Existentialist Crisis 2015, aka San Juan Solstice 50 Race Report
“It’s a waste to chase the pipe dream of a magical tiny theory that allows us to make quick and detailed calculations about the future. We can’t predict and we can’t control. To accept this can be a source of liberation and inner peace. We’re part of the unfolding world, surfing the chaotic waves.”
What is it about running ultras that’s so darn compelling?
What follows here is not necessarily an original thought, but more the product of a conversation with my training buddy, Ben, on our drive back to Telluride after last weekend’s San Juan Solstice 50 … I do think the reason I’m ultimately drawn to this sport is the same reason I sometimes curse it so vehemently in the heat of the moment: it’s a jigsaw puzzle that refuses to be solved.
I can’t look away from it, no matter how many battle wounds—literal and figurative—I accrue in the process. As a part of the “Millennial generation” that the media so loves to rag on for being spoiled rotten with praise and trophies and everybody-is-a-winner messaging, I have to admit: I’m drawn to experiences in life that tell my ego no.

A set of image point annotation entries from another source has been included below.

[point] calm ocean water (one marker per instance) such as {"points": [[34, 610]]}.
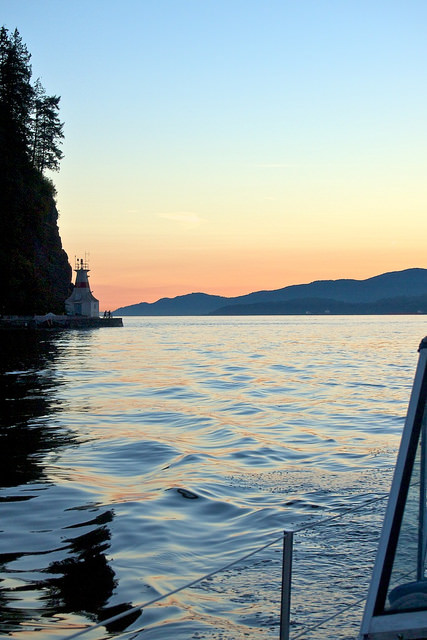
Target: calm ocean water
{"points": [[137, 459]]}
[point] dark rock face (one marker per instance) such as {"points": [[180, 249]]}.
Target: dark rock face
{"points": [[35, 273]]}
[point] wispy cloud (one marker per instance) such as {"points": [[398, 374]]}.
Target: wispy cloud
{"points": [[187, 218]]}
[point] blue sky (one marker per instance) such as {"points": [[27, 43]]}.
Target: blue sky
{"points": [[231, 146]]}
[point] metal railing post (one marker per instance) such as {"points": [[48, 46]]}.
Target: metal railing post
{"points": [[285, 607]]}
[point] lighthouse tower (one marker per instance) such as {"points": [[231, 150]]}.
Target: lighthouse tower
{"points": [[82, 302]]}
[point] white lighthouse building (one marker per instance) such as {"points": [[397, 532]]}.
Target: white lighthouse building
{"points": [[82, 302]]}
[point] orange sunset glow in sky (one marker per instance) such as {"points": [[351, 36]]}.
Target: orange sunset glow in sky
{"points": [[234, 145]]}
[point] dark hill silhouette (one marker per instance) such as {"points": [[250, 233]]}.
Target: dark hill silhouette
{"points": [[403, 285]]}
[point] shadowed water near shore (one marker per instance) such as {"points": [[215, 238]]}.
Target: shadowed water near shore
{"points": [[137, 459]]}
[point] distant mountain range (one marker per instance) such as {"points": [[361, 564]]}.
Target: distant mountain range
{"points": [[389, 293]]}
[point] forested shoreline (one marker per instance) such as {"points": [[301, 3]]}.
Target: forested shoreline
{"points": [[35, 270]]}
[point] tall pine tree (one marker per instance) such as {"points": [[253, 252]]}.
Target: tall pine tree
{"points": [[35, 271]]}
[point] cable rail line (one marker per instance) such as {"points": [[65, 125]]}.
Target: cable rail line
{"points": [[276, 538]]}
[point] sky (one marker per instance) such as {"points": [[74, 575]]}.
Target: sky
{"points": [[229, 146]]}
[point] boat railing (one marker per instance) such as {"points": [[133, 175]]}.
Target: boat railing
{"points": [[297, 558]]}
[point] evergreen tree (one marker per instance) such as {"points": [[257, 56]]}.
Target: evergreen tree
{"points": [[29, 119], [16, 91], [47, 130], [35, 272]]}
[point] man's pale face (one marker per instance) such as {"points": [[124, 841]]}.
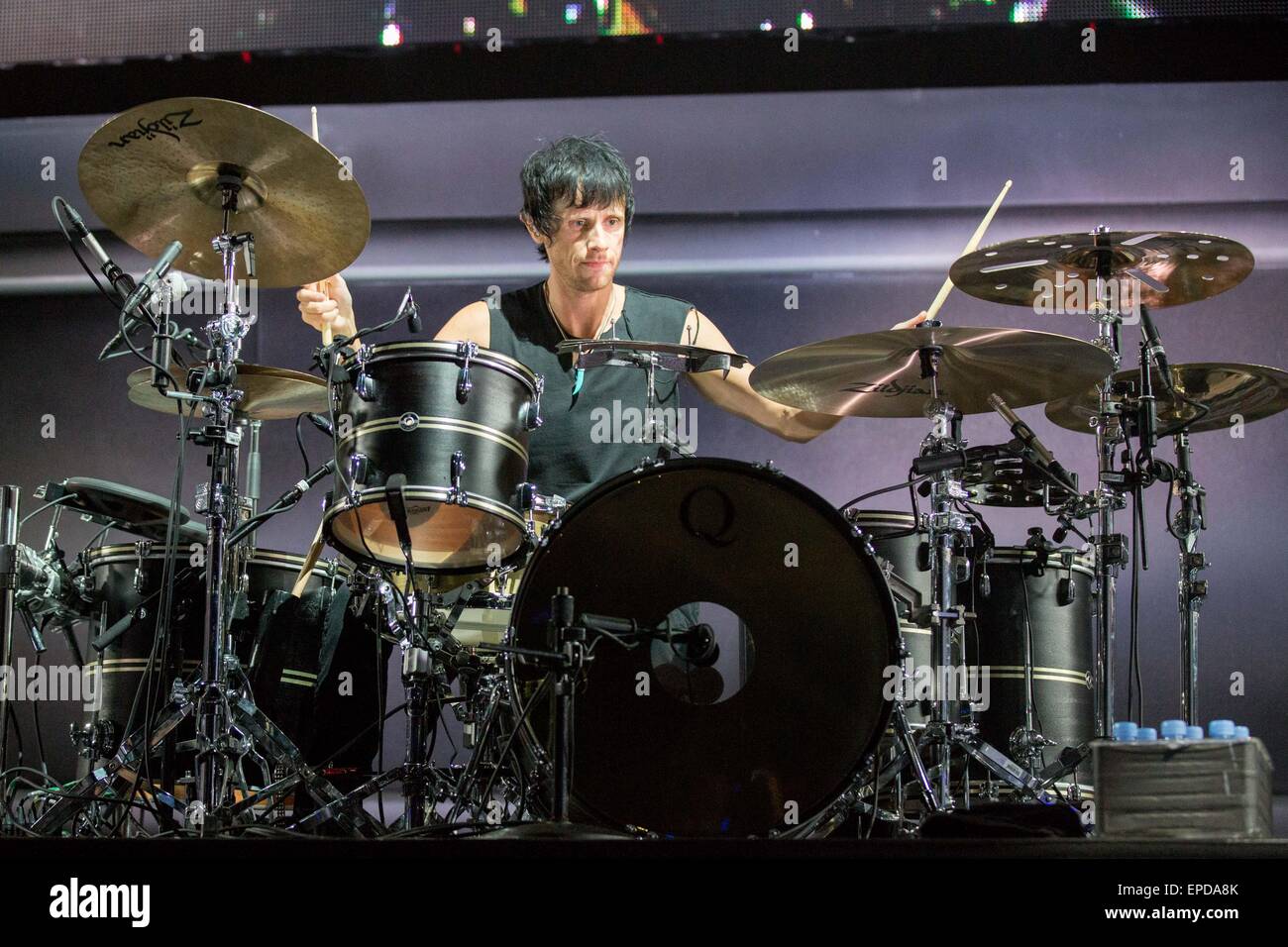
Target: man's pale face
{"points": [[587, 245]]}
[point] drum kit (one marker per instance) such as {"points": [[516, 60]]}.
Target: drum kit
{"points": [[658, 659]]}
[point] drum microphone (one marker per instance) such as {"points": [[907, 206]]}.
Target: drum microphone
{"points": [[1154, 347], [141, 294], [397, 505], [321, 423], [407, 308], [1025, 436], [123, 283]]}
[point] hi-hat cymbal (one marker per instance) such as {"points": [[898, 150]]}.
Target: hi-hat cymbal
{"points": [[631, 354], [880, 373], [127, 509], [270, 393], [1057, 273], [1249, 390], [153, 174]]}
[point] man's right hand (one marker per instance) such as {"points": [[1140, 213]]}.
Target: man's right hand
{"points": [[333, 307]]}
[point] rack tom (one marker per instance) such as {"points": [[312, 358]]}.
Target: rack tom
{"points": [[454, 419]]}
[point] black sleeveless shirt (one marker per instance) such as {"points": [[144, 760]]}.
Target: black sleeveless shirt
{"points": [[585, 438]]}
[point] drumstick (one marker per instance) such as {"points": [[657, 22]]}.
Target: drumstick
{"points": [[970, 248], [321, 286], [310, 560]]}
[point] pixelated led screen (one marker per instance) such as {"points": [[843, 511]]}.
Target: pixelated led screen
{"points": [[85, 31]]}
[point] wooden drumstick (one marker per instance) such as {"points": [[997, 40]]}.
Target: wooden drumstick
{"points": [[321, 286], [310, 560], [970, 248]]}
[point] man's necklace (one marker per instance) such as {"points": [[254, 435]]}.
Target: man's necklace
{"points": [[603, 324]]}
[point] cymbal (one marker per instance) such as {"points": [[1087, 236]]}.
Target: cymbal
{"points": [[1057, 273], [270, 393], [880, 373], [1249, 390], [153, 175], [631, 354], [127, 509]]}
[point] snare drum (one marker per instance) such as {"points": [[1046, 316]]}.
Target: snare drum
{"points": [[454, 419]]}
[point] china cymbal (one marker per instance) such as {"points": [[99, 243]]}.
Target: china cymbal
{"points": [[631, 354], [270, 393], [124, 508], [153, 174], [1057, 273], [1249, 390], [880, 373]]}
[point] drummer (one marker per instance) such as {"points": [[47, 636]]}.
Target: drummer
{"points": [[578, 209]]}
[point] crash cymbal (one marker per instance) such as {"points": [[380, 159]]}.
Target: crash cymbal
{"points": [[153, 174], [670, 356], [1057, 273], [880, 373], [1249, 390], [270, 393], [124, 508]]}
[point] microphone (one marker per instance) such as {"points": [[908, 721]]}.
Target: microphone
{"points": [[146, 287], [123, 283], [398, 510], [149, 283], [1154, 347], [1025, 436], [321, 423], [411, 311]]}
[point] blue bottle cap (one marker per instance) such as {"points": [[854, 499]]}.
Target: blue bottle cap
{"points": [[1222, 729], [1125, 731]]}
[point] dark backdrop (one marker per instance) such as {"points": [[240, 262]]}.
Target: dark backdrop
{"points": [[51, 369]]}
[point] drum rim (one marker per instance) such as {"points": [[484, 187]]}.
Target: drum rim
{"points": [[1013, 556], [398, 351], [851, 535], [416, 492]]}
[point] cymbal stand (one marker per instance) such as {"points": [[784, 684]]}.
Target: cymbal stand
{"points": [[1192, 590], [1108, 545]]}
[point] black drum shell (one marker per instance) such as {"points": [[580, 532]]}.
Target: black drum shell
{"points": [[824, 635], [120, 665], [1063, 646], [411, 423]]}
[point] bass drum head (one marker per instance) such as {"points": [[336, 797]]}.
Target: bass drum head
{"points": [[778, 733]]}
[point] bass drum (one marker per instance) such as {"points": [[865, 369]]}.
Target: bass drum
{"points": [[765, 738]]}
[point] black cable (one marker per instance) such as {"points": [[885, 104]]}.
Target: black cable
{"points": [[910, 483], [142, 355]]}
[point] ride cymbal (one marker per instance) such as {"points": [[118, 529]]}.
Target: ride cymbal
{"points": [[155, 174], [881, 373], [1249, 390], [1057, 273]]}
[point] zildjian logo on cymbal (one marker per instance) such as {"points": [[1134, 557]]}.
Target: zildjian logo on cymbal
{"points": [[890, 389], [165, 125]]}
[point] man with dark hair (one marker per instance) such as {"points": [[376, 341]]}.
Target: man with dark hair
{"points": [[578, 208]]}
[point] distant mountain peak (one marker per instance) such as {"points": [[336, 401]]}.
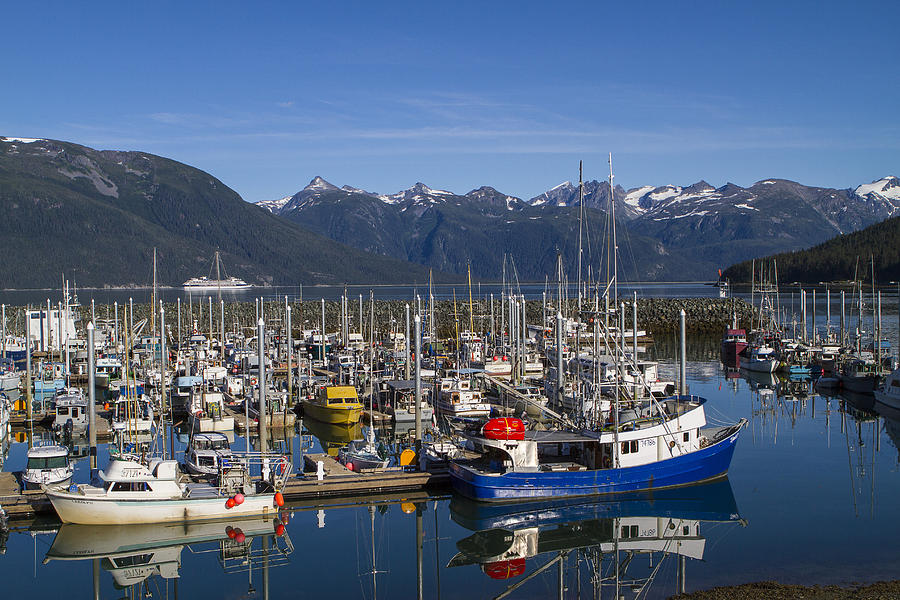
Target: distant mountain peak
{"points": [[274, 206], [320, 184]]}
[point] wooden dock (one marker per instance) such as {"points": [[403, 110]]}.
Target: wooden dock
{"points": [[339, 486]]}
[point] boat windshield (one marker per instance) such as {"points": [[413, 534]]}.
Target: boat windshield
{"points": [[48, 462]]}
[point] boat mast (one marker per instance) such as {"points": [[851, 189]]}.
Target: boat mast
{"points": [[615, 290], [218, 279], [580, 229]]}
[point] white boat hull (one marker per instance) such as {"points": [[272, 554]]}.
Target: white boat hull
{"points": [[74, 507]]}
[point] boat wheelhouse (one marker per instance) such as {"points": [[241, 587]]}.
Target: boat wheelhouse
{"points": [[336, 404], [398, 399], [135, 492], [207, 453], [47, 465], [457, 397]]}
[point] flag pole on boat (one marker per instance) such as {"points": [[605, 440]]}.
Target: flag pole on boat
{"points": [[92, 406]]}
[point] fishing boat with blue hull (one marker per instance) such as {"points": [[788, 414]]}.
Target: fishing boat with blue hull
{"points": [[664, 445]]}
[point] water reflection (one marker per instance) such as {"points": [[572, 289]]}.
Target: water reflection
{"points": [[596, 545], [132, 554]]}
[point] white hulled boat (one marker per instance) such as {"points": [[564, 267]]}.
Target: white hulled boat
{"points": [[207, 283], [134, 492], [47, 465], [456, 398]]}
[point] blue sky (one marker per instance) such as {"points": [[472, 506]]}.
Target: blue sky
{"points": [[381, 95]]}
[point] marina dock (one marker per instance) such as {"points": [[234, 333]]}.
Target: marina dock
{"points": [[339, 485]]}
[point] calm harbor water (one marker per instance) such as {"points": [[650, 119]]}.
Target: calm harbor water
{"points": [[809, 499]]}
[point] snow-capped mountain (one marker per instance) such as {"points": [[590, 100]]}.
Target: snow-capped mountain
{"points": [[886, 189], [274, 206]]}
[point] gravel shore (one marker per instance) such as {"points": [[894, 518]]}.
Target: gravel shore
{"points": [[770, 590]]}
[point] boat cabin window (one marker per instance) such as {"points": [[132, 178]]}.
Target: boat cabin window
{"points": [[129, 486], [629, 447], [48, 462], [132, 561]]}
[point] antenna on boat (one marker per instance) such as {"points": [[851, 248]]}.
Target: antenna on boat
{"points": [[580, 228]]}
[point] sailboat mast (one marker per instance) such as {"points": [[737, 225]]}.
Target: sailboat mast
{"points": [[153, 300], [471, 318], [580, 228]]}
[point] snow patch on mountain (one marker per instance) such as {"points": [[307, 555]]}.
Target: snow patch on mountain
{"points": [[274, 206], [665, 192], [22, 140], [633, 198], [886, 187], [418, 192]]}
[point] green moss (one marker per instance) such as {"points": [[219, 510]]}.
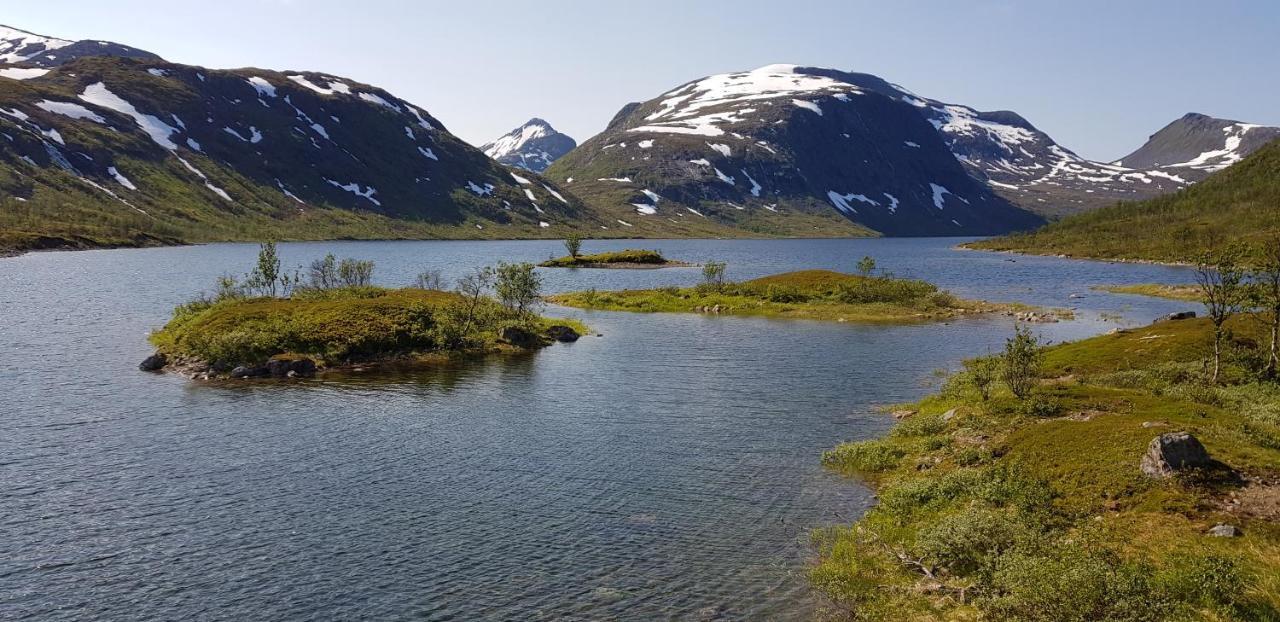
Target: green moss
{"points": [[634, 256], [1235, 204], [816, 295], [1189, 293], [1008, 511], [337, 326]]}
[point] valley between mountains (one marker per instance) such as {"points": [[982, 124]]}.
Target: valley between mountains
{"points": [[108, 145]]}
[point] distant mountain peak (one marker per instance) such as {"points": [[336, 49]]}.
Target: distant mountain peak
{"points": [[19, 46], [533, 146], [1200, 143]]}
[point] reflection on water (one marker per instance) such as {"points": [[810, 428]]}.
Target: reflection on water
{"points": [[664, 470]]}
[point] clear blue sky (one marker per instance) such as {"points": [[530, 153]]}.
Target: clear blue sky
{"points": [[1097, 76]]}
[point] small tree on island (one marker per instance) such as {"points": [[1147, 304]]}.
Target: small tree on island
{"points": [[865, 265], [713, 274], [356, 273], [574, 243], [1221, 283], [1265, 296], [983, 373], [266, 275], [472, 288], [1022, 362], [519, 287]]}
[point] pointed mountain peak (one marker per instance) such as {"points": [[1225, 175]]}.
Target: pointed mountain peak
{"points": [[533, 146]]}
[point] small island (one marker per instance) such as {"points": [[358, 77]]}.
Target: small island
{"points": [[272, 324], [630, 259], [1189, 293], [813, 295]]}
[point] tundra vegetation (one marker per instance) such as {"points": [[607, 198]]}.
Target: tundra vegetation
{"points": [[1018, 492], [818, 295], [332, 314]]}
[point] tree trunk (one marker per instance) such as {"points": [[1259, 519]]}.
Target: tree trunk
{"points": [[1217, 352], [1275, 343]]}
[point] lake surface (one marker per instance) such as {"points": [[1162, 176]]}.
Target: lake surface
{"points": [[667, 470]]}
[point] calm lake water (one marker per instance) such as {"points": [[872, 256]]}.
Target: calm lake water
{"points": [[667, 470]]}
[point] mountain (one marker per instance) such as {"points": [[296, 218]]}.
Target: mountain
{"points": [[780, 146], [24, 47], [1201, 145], [1235, 204], [119, 150], [533, 146]]}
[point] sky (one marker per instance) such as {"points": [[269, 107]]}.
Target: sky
{"points": [[1098, 77]]}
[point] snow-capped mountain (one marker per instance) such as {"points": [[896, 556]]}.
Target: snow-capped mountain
{"points": [[24, 47], [533, 146], [784, 140], [1200, 145], [174, 147]]}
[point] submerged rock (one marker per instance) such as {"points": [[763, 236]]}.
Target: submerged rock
{"points": [[154, 362], [1178, 315], [1170, 453], [562, 333], [520, 338], [1225, 531], [251, 371]]}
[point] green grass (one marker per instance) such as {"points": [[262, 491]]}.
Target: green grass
{"points": [[337, 326], [1189, 293], [817, 295], [1036, 510], [630, 256], [1237, 204]]}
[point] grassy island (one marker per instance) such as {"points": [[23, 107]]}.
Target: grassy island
{"points": [[1031, 499], [632, 259], [1189, 293], [817, 295], [283, 325]]}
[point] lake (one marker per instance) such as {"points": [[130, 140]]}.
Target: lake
{"points": [[664, 470]]}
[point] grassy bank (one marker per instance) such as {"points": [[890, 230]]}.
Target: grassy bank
{"points": [[341, 326], [1189, 293], [627, 259], [816, 295], [1036, 508]]}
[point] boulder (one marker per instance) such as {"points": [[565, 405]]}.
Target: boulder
{"points": [[154, 362], [251, 371], [304, 367], [278, 367], [519, 337], [1173, 452], [562, 334], [1225, 531]]}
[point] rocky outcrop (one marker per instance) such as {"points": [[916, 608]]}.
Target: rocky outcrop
{"points": [[154, 362], [1171, 453], [563, 334]]}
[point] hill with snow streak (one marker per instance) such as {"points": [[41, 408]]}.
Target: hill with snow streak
{"points": [[786, 142], [533, 146], [18, 46], [177, 152]]}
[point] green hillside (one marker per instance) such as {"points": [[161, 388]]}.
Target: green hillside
{"points": [[1240, 202]]}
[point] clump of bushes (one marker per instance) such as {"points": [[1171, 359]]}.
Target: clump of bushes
{"points": [[336, 314]]}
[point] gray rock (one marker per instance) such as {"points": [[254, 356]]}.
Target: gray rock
{"points": [[1178, 316], [154, 362], [1173, 452], [562, 334], [1225, 531], [520, 337], [251, 371]]}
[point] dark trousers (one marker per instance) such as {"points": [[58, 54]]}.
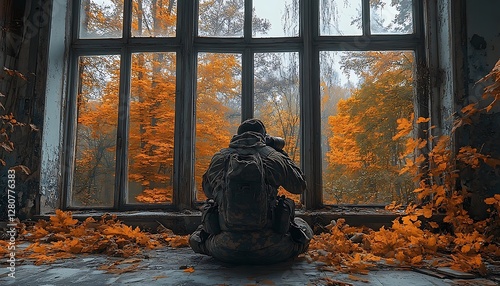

I’m pretty sure I could have started this race report with the exact same sentence with which I began my last race report, nearly seven months ago: “Last weekend, I re-learned a lesson I’ve already been taught many, many times, but somehow keep forgetting: the key to satisfaction is low expectations.”
I managed to forget that lesson yet again and headed into last weekend—my second year running the San Juan Solstice 50—with sky-high expectations for myself. Given that I moved to 8,750 feet last December and, since getting into this August’s Ultra-Trail du Mont Blanc, have been training my butt off this year, I felt more prepared than ever.
Last year, I ran this race in 13:14. This year, I thought a sub-12-hour finish could be in the cards for me. Though we got hammered with far more late-season snow this year than last, I knew roughly what to expect of the course. Somehow though, I forgot this lesson, too: running at 12-13,000 feet is still a different animal from running at 9-10,000 feet, which is primarily the elevation I’ve been training at all spring. Honestly, I have no idea how people come from sea level and run races like this one or Leadville or Hardrock; even after several years of living at altitude in the mountains of western Colorado, my body just plum shuts down above 11,000 feet.
Other than the altitude and hot temperatures inspiring some dizziness and nausea in me throughout the second half of the day, I had a decent race. The San Juan scenery, as always, did not disappoint. My body felt stronger than ever on the climbs and descents; my nutrition game was dialed; my gear was dialed. I felt more confident in the waist-deep river crossings this year than I did last year, and spent the first half of the race on easy but efficient cruise control.
Due to late-season snow melt this year, the course was far wetter and muddier than last year—so I took a few spills here and there in the muck and snowfields. I appreciate a good wipeout, though—it gets me laughing. Without laughter, I was just a bag of negative thoughts while shuffle-running up there on the Continental Divide, feeling nauseous and wondering (again!) why the heck I keep signing up for these suffer fests.
Another Colorado runner—with whom I ran sizable stretches of the Bear 100 last year—and I ran in the final five miles or so together. We weren’t fast, but we were steady and chatty and had a great time swapping stories until the very end. We crossed the finish line simultaneously in 13:39.
I thought that my experience at Pinhoti last year might have quenched my thirst for “the perfect race.” Instead, it seems, it just stoked the fire. A taste of triumph, however personal that triumph may be, only begets the desire for more. And yet, and yet … this sport tells me no. It tells me, try again.
True triumph lies not in those rare instances in which greatness chances upon us through a nexus of hard work, perseverance and dumb, wonderful luck—but in learning to fail better in the far more frequent instances in which greatness eludes us.
My running, my life—they are forever works in progress.
No doubt, we live in a comfort-driven and safety-oriented society. Ultrarunning is an antidote to that—one that reminds us that while a ship is always safe at the shore, that’s not what it’s built for. (Or so said Albert Einstein.)